JURUSAN PENDIDIKAN BAHASA DAN SASTRA INDONESIA
ANGKATAN 18 A
STKIP–STIT PGRI PASURUAN
Jl. Ki Hajar Dewantara No. 27-29 Pasuruan 67118

A. LATAR BELAKANG PBK
Istilah komunikatif dalam Pengajaran Bahasa (PB) muncul pertama kali dalam makalah Willkins (1972) dengan judul Grammatical, Situational and Notional Syllabus yang disampaikan dalam konferensi Linguistik Terapan di Copenhage. Sejak itu kepopuleran Pengajaran Bahasa secara Komunikatif (PBK) menyebar ke seluruh penjuru dunia dan mampu menggoyahkan konsep pengajaran bahasa yang dikembangkan oleh kaum Struktural.
Munculnya PBK mendapat sambutan hangat ahli PB karena dipandang bahwa :
a. PBK mampu mengubah citra PB yang selalu berorientasi pada kaidah ketatabahasaan yang dikembangkan kaum Struktural yang dianggap telah gagal mengajarkan bahasa sesuai dengan fungsinya.
b. PBK mampu memberikan paradigmashito yang sangat mendasar serta secara radikal memberikan warna baru terhdap proses belajar bahasa.
c. PBK mampu menjawab dua pertanyaan pokok dalam pengajaran bahasa yaitu apakah yang dipelajari, dan bagaimana bahasa harus dipelajari (Das, 1985).

B. KOMPETENSI KOMINKATIF
Istilah kompetensi Chomsky (1965) diartikan sebagai pengetahuan pembicaraan atau pendengar terhdap bahasanya (Chomsky, 1965 dalam Canale and Swain, 1980). Dengan kata lain kompetensi adalah apa yang diketahui oleh si pemakai bahasa. Pendapat Chomsky ini kemudian meluas dan merambah ke berbagai arah dan menimbulkan pro-kontra.

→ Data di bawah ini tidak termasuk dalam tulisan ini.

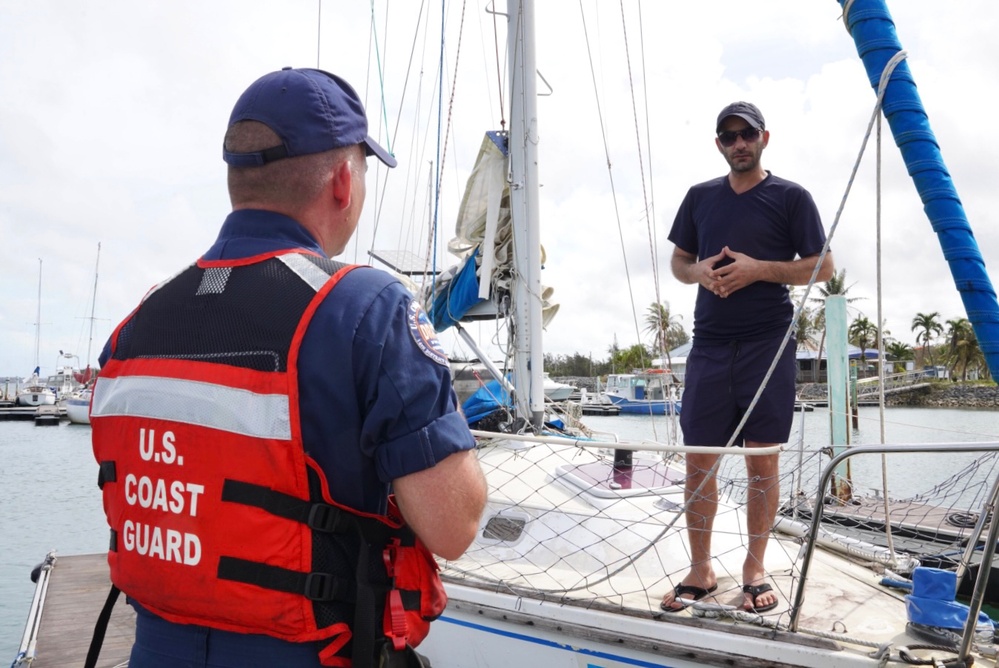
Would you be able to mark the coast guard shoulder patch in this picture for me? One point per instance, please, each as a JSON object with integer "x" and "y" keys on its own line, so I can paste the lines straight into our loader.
{"x": 424, "y": 334}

Kompetensi menurut Hymes (1971) ditafsirkan sebagai pengetahuan si pembicara mengenai kaidah kegramatikalan ditambah dengan apa yang ditindakkan oleh pembicara. Sejalan dengan pendapat Hymes adalah pendapat Terral (1977) bahwa setiap pembelajaran dapat memahami inti-inti pokok yang dikatakan oleh penutur asli kepadanya dalam situasi komunikasi nyata dan dapat beresponsi sedemikian rupa sehingga penutur asli menginterpretasikan respon tersebut dengan sedikit atau tanpa upaya dan tanpa kesalahan yang membingungkan yang dapat mengganggu komunikasi secara drastis .

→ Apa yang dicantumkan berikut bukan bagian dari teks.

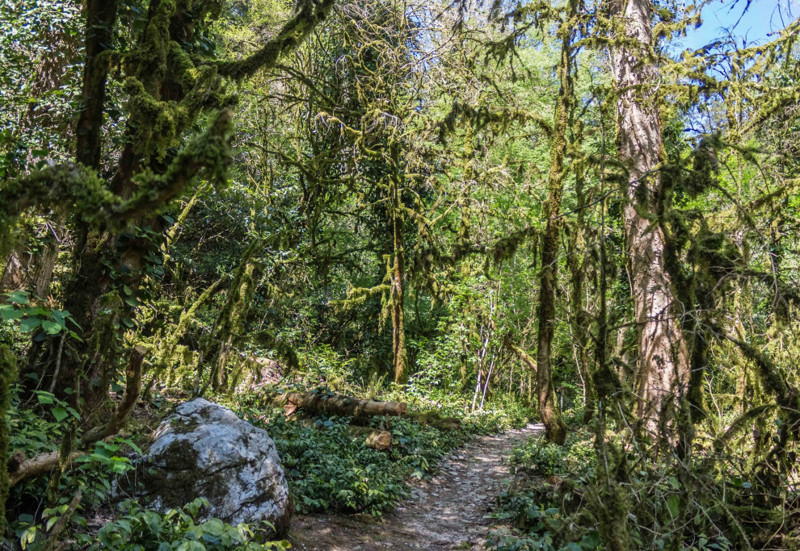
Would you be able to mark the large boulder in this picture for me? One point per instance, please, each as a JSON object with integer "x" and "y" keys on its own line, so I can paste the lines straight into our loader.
{"x": 204, "y": 450}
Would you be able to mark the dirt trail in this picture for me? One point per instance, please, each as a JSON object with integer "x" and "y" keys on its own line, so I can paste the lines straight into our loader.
{"x": 443, "y": 513}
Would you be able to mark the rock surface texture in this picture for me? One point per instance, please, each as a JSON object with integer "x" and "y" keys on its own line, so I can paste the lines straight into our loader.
{"x": 205, "y": 450}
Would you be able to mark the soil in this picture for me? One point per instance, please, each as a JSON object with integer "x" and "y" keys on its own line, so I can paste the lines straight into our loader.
{"x": 443, "y": 513}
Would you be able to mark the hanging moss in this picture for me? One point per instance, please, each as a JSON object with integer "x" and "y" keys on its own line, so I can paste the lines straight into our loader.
{"x": 8, "y": 376}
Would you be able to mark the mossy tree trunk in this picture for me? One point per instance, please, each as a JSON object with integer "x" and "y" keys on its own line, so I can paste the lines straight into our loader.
{"x": 397, "y": 297}
{"x": 555, "y": 428}
{"x": 576, "y": 260}
{"x": 663, "y": 361}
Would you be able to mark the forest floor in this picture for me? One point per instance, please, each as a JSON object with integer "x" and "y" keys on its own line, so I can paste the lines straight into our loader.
{"x": 444, "y": 512}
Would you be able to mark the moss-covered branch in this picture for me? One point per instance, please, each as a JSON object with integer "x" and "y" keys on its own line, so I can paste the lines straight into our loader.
{"x": 294, "y": 31}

Kompetensi dapat diartikan sebagai penguasaan sistem dan aturan bahasa yang benar-benar dihayati, yang memungkinkan kita mengenali struktur lahir dan struktur batin untuk dapat membedakan kalimat benar dan kalimat salam dan mengerti kalimat yang belum pernah didengar sebelumnya.

C. PENDEKATAN KOMUNIKATIF
Anthony (1963) menyatakan bahwa pendekatan adalam seperangkat asumsi yang saling berhubungan yang menyangkut hakikat bahasa, pengajaran bahasa, dan belajar bahasa. Aural-oral dapat dikatakan sebagai pendekatan karena memiliki asumsi tentang bahasa sebagai berikut :
a. Bahasa sebagai lambang bunyi yang bermakna dan bersifat alamiah,
b. Setiap bahasa memiliki struktur secara khas, dan
c. Struktur bahasa dapat ditemukan dan dideskripsikan secara sistematis.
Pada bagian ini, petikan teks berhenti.